Joe stood at the corner of the train station, chatting to a stranger over a cigarette when Keeley arrived. She smiled at the ease with which he carried himself in making the most of his time. When he spoke about his previous marriage, he told her how it used to irritate his wife and the corners of his mouth flickered downward each time.
She worried he hadn’t forgiven himself for leaving but as time went on; she saw him let go of the deepest connections to his past. Christmas was easy, but he had a pensive expression when he watched her children open their presents, thinking of his own, even though they were adults.
They had spent two weeks together, and then less than a week apart before they saw one another. Keeley insisted on her independence. She wasn’t, as she reminded him, his wife. Yet he enjoyed the time away from her. It was, she knew, part of the change he was making for what was a surprise to him.
The failure of his marriage, and his part in it.
Keeley had no concerns about it. He spoke about his faults without seeking pity, and his writing was a scalpel to the tumours of his past. New flesh had grown over the old, and he told her she was the first person to touch this new version of himself. Keeley wondered if it was too much work, but then he would come through the door, taking responsibility without taking it. He spent his youth in a marriage dictated on his wife’s terms over his, when he didn’t know what he wanted.
She wondered what he had been like, young and earnest as he took his vows before experience provided him with a painful education in their application.
He said he failed at his marriage, and he meant it.
Joe looked up from the conversation and grinned at her. His teeth were white against the salmon pink of his lips and his blue eyes twinkled with delight as he excused himself to come over to her.

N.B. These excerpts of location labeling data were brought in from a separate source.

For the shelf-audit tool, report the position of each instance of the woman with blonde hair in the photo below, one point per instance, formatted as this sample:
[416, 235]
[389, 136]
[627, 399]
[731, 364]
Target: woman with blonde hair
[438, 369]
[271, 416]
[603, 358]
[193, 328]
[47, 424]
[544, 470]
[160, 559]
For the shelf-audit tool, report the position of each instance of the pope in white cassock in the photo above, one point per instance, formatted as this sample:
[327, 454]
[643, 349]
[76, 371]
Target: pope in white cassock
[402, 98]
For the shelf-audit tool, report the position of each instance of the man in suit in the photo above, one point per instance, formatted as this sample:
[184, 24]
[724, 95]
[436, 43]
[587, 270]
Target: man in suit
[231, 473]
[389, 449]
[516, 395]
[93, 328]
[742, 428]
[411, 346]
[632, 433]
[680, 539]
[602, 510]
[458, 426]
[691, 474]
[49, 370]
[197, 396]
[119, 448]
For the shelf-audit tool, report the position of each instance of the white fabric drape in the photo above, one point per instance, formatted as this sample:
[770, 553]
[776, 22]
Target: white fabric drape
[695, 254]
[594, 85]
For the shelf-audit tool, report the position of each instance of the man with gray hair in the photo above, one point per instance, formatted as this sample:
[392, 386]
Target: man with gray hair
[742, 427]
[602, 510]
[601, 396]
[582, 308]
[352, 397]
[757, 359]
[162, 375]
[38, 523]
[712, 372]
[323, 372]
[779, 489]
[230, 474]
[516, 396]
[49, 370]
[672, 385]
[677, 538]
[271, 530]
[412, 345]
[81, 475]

He slowed down as he came towards her. She heard his sharp intake of breath, smelled the faint tang of tobacco and underneath the sandalwood and cinnamon musk of his skin.
Joe knew each moment of their relationship was a test or a celebration. He had, by all accounts, been a dutiful father and had retained a dopiness which she found endearing. Kindness came to him with a practiced ease and Keeley knew he wore the burden of performance with her, but it was a weight he carried with grace.

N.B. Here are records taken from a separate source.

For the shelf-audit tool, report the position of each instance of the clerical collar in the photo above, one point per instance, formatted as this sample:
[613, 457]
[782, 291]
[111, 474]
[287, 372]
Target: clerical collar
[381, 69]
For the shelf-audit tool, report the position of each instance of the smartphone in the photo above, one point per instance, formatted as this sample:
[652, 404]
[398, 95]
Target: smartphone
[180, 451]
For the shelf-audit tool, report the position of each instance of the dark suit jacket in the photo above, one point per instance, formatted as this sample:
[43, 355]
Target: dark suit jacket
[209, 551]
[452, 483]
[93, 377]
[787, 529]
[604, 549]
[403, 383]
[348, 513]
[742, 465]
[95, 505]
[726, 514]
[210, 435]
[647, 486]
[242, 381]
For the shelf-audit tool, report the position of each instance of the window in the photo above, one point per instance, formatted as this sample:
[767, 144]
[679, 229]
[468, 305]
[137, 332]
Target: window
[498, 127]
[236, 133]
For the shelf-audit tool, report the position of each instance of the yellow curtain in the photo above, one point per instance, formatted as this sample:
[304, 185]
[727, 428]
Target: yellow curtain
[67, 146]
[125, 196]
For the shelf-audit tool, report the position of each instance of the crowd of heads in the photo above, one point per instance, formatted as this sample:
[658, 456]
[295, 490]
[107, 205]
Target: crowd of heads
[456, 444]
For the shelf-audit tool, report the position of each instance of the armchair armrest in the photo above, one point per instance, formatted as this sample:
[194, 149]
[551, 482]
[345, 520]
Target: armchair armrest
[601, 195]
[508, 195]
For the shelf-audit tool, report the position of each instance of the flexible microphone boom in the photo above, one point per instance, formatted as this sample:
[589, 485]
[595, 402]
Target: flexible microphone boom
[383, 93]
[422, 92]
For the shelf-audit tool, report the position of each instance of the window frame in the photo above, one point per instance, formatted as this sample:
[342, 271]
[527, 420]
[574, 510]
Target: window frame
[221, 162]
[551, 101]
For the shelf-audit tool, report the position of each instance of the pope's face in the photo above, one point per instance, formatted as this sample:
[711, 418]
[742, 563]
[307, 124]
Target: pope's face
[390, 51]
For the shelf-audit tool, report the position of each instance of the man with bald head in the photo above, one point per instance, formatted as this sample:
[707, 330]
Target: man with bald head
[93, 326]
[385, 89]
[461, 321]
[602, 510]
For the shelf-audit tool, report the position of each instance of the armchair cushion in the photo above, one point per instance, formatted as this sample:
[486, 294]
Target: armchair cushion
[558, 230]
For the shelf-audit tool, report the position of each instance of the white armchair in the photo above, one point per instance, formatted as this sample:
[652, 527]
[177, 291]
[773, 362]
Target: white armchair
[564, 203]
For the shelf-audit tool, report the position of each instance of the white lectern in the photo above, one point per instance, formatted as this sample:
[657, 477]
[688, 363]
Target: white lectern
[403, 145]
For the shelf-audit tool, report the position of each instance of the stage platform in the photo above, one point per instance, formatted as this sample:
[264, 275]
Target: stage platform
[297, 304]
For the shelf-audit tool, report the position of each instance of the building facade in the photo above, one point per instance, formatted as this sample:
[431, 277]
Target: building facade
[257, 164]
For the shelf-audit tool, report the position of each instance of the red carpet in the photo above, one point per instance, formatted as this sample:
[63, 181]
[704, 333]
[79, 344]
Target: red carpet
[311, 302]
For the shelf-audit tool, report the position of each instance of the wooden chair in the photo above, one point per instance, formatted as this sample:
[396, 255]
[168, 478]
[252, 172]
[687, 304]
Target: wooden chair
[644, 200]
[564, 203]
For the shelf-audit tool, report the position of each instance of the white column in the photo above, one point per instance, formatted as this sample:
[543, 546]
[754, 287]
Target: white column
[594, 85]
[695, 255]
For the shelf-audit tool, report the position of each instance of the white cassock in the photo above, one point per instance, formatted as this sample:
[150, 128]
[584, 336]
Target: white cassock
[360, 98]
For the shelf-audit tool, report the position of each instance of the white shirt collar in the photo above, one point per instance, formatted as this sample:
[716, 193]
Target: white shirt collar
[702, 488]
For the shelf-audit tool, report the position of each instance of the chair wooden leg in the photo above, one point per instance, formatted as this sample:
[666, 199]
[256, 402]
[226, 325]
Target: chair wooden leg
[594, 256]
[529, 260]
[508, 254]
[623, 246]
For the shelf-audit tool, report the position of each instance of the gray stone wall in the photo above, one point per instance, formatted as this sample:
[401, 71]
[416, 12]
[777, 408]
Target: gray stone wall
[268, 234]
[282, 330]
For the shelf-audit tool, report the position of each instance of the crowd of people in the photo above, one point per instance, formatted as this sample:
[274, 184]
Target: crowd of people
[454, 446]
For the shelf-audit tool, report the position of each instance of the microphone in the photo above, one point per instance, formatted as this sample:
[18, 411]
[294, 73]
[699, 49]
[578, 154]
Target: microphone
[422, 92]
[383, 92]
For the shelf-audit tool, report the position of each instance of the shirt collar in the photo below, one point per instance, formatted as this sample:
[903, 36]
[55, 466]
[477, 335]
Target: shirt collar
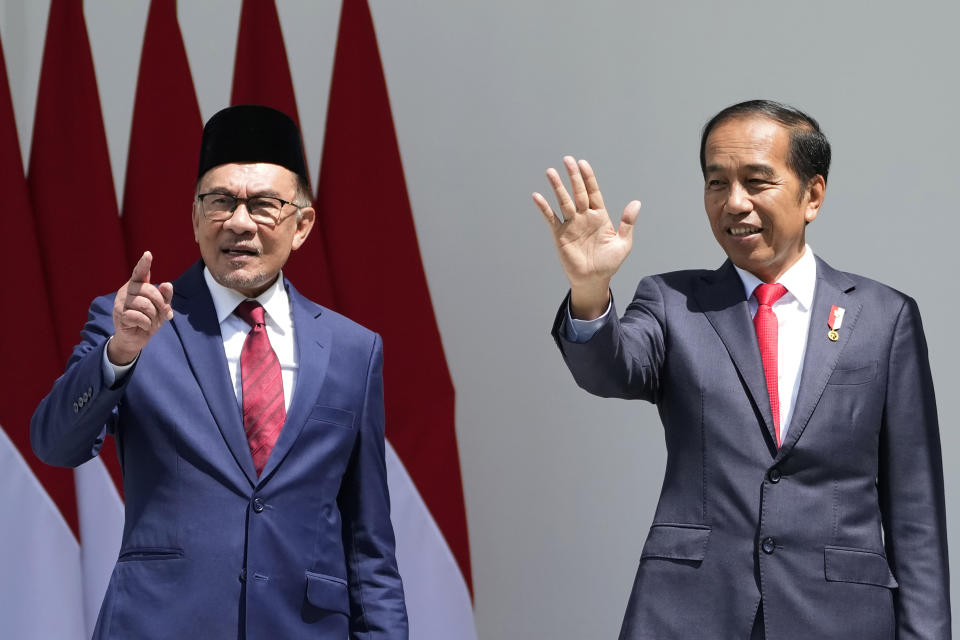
[274, 300]
[800, 279]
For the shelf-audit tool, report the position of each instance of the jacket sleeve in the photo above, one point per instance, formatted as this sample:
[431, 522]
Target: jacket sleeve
[910, 485]
[624, 357]
[70, 423]
[377, 609]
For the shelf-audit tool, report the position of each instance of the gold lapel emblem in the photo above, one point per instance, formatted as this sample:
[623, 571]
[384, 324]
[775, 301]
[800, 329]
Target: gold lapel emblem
[835, 321]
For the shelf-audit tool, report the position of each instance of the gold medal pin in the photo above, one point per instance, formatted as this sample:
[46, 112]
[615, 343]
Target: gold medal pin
[834, 322]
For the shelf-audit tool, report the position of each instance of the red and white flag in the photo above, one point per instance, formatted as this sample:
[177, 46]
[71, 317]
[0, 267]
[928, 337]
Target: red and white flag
[379, 281]
[39, 551]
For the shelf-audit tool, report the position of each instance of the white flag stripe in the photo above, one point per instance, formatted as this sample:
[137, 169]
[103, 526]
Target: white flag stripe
[100, 512]
[42, 588]
[438, 601]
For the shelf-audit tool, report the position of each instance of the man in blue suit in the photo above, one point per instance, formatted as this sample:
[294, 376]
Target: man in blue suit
[803, 491]
[251, 438]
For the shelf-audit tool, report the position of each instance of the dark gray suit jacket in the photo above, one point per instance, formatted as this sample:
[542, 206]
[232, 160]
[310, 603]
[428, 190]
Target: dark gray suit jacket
[840, 533]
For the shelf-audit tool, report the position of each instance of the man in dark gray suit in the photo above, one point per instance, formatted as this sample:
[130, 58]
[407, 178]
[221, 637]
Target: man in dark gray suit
[803, 493]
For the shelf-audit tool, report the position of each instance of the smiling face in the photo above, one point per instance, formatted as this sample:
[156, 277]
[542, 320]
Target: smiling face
[239, 253]
[756, 205]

Keeley’s heart thumped against her chest. She leaned towards him and they kissed, a light brush which was a promise against the hungry, hot play of their mouths later. The anticipation made her shudder and he took a deep breath before he murmured his appreciation.
The risk in him diminished, but his hands were rough with her in the best way and he knew how to use his strength for her benefit. His liberation and her comfort made them explosive and intuitive lovers, and the heat of it blew away autumn’s ghosts.
She loved him again.
In their deaths, they smiled at them, offered their blessing as they flew into ashes, twinkling like stars.